Representing the Netherlands

Olympic Games

= Adolf van der Voort van Zijp =

Dutch equestrian

Adolf van der Voort van Zijp (1 September 1892 in Klambir Lima, North Sumatra, Dutch East Indies – 8 March 1978 in Monaco) was a Dutch horse rider who competed in the 1924 Summer Olympics and in the 1928 Summer Olympics.

==Biography==
Born into a Dutch patrician family, he was first and foremost a military man, and like the other members of his Olympic team he served in the Dutch armed forces. At the Olympic Games of 1924, he was a lieutenant in the Second Regiment of the Huzares. Eventually he would be promoted to Inspector of the Cavalry.

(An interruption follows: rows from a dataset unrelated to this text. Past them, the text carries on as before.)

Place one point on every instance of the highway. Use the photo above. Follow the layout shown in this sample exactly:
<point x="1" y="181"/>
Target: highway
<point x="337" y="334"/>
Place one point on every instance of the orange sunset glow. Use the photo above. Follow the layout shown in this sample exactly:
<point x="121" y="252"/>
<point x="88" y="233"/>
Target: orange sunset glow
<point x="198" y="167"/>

In the 1924 Summer Olympics he won the gold medal in the individual three-day event as well as in the team three-day event. Four years later he again won the gold medal in the team three-day event and placed fourth in the individual three-day event. His compatriot Charles Pahud de Mortanges was awarded the gold medal in the latter case.

In May 1940 Van der Voort van Zijp fought at the bloody battle of the Grebbeberg. After the German invasion of the Netherlands, he was imprisoned with other notables as a prisoner of war in Germany. Adolf van der Voort van Zijp died in Monaco on 8 March 1978.